Speaker: Jiayao Wang, PhD Student, Dr. Dennis Vitkup’s Lab
Title: Contribution of recessive genotypes and common variants to autism spectrum disorder
Abstract: Autism spectrum disorder (ASD) is a genetically heterogeneous condition, caused by a combination of rare de novo and inherited variants as well as common variants in at least several hundred genes. However, significantly larger sample sizes are needed to identify the complete set of genetic risk factors. Also, contribution from inherited variants needs to be further investigated. Here we present for SPARK (SPARKForAutism.org) of ~9K families with ASD, all consented online. Whole exome sequencing (WES) and genotyping data were generated for each family using DNA from saliva. With Exome sequencing data and a simple statistical framework, we show a week contribution from recessive genotypes, as well as several significant recessive genes leads to Autism such as EIF3F and RELN. With genotype array data, we performed GWAS with transmission disequilibrium test and calculated polygenic risk scores for SPATK families. We show that autism probands has a significant higher polygenic risk compared to their siblings and the risk was spread all over the genome rather only from significant loci. Contribution from recessive genotypes and common variants, together with rare inherited variants and de novo mutations from SPARK project will complete our understanding of genetics of Autism.
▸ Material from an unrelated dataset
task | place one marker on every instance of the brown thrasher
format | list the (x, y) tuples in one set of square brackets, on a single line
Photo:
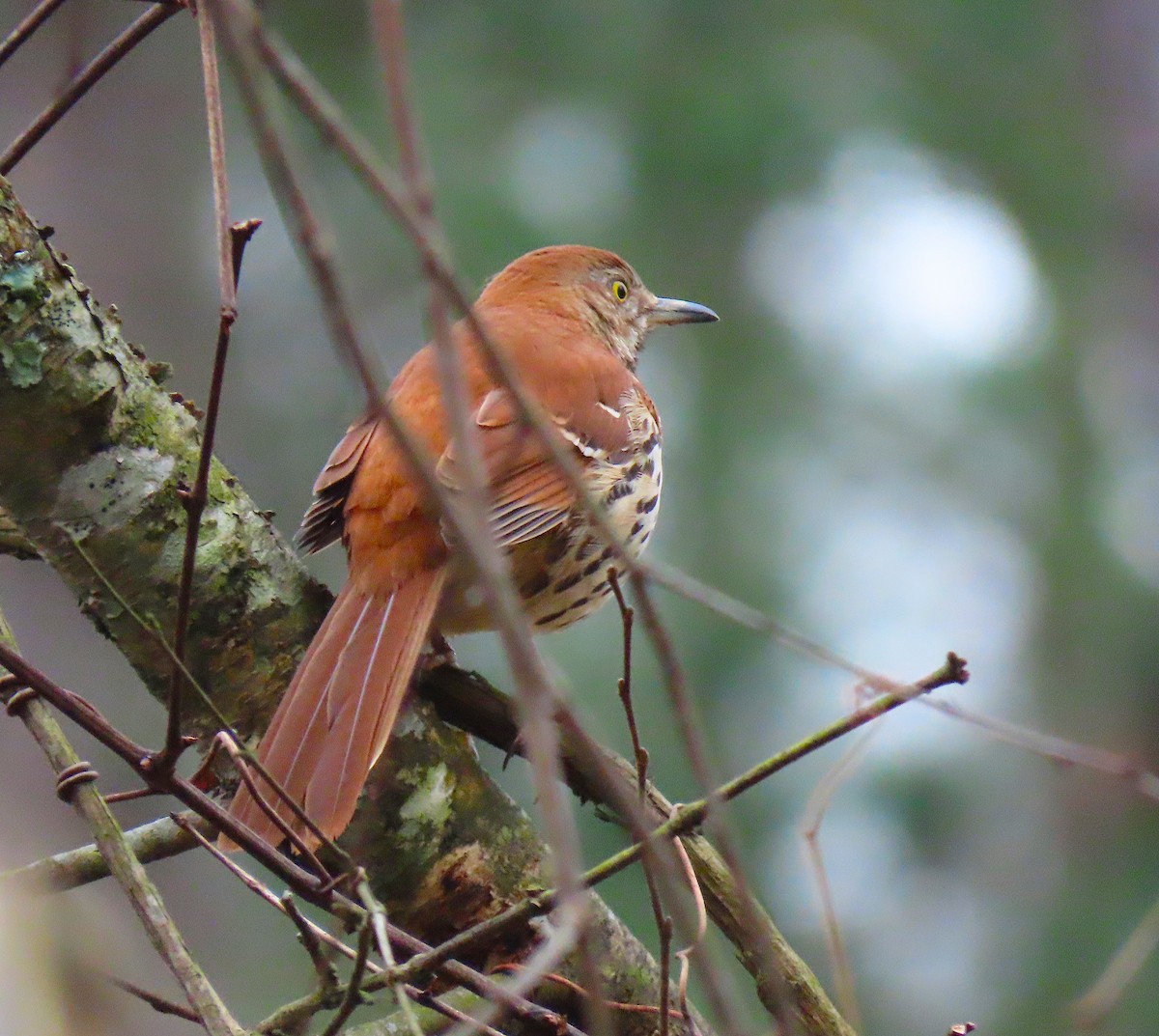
[(572, 322)]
TITLE: Using Genetics to Address the Challenges of 21st Century Drug Development
BIO: Michael N. Cantor, MD, MA is Executive Director, Clinical Informatics, at the Regeneron Genetics Center. Currently his work focuses on developing and optimizing phenotypes from EHR and cohort data and linking them with genetic data to help discover new drug targets. Prior to Regeneron, he was Director of Clinical Research Informatics at New York University School of Medicine. As Director of Clinical Research Informatics, he was also the clinical director for NYULH’s DataCore, where his work focused on data management for clinical trials, using data from clinical systems to research, and advanced analytics. His research interests include integrating and standardizing social determinants of health-related data into the EHR, optimizing informatics tools for frontline clinicians, and providing self-service data access tools for researchers. During his previous tenure at NYU, Dr. Cantor was the Chief Medical Information Officer for the South Manhattan Healthcare Network of the New York City Health and Hospitals Corporation, based at Bellevue, and saw patients and precepted at the medical clinic there. Dr. Cantor completed his residency in internal medicine and informatics training at Columbia, has an M.D. from Emory University, and an A.B. from Princeton, and is an Associate Professor in the Department of Medicine at NYU School of Medicine. He currently sees patients weekly at Bellevue’s medicine clinic.